OEM Customers: Definition

 The fragile automotive supply chain

Internal and external disruptions, both severe and mild, constantly pressure the automotive supply chain and cause unanticipated reductions or stoppages of vehicle production. Internal disruptions include part quality issues, recalls, and supplier financial instability; external disruptions include fluctuating vehicle demand, shifting trade policies and tariffs, natural disasters, and unexpected global resource shortages. A seemingly unending wave of these “trigger” events exposed the fragility of the global automotive supply chain with alarming regularity (see sidebar).

Even before the COVID-19 pandemic, OEMs struggled with supplier delivery issues, as evidenced by poor supplier-delivery performance ratings on supplier scorecards. Ongoing supplier performance issues prompted the International Automotive Task Force (IATF), in conjunction with several OEMs, to pilot the IATF Red Supplier status program in mid-2019. This program seeks to correlate tier 1 supplier performance as experienced by OEMs with the supplier’s quality management system (QMS) certification status to IATF 16949 (the global automotive industry QMS standard). Notably, tier 1 suppliers are identified as “red states” just as often for delivery issues as for quality concerns.

Supplier delivery performance risks were identified in a 2019 OESA Supplier Barometer study in which more than half of the supplier concern scenarios were directly related to supplying chain topics such as capacity and logistics constraints and raw material shortages.

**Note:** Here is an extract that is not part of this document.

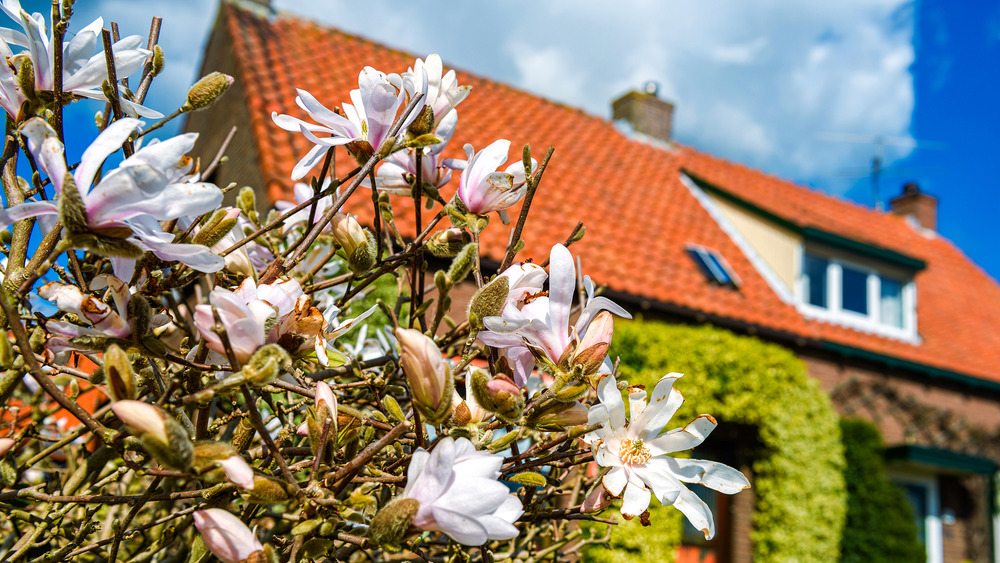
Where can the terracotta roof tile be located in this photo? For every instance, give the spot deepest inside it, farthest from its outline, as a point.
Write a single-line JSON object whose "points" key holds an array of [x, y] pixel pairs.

Service parts delivery delays have also been an ongoing problem for the automotive supply chain. With the average age of vehicles currently on the road in the United States closing in on 12 years, the demand for service parts is increasing. OEMs continually experience backlog status for service parts from suppliers, leading to consumer dissatisfaction when vehicle service repairs take weeks rather than hours to complete. Unfortunately, the priority for many automotive suppliers is series production part deliveries to their OEM customers. Additionally, service parts planning and management processes tend to be less mature to nonexistent at most automotive suppliers.

These issues highlight critical areas of concern for manufacturers up and down the supply chain:

1. The financial instability of suppliers impacted by an unanticipated, protracted production disruption

2. Uncertainty of suppliers’ ability to restart operations and recover production levels based on unpredictable and fluctuating vehicle demand

3. Accuracy and timeliness in communicating supply requirements from OEMs throughout the supply chain

4. The availability of reliable transportation networks for parts and vehicles

5. Understating potential risk and lack of resilience in the supply chain in the face of future disruptions.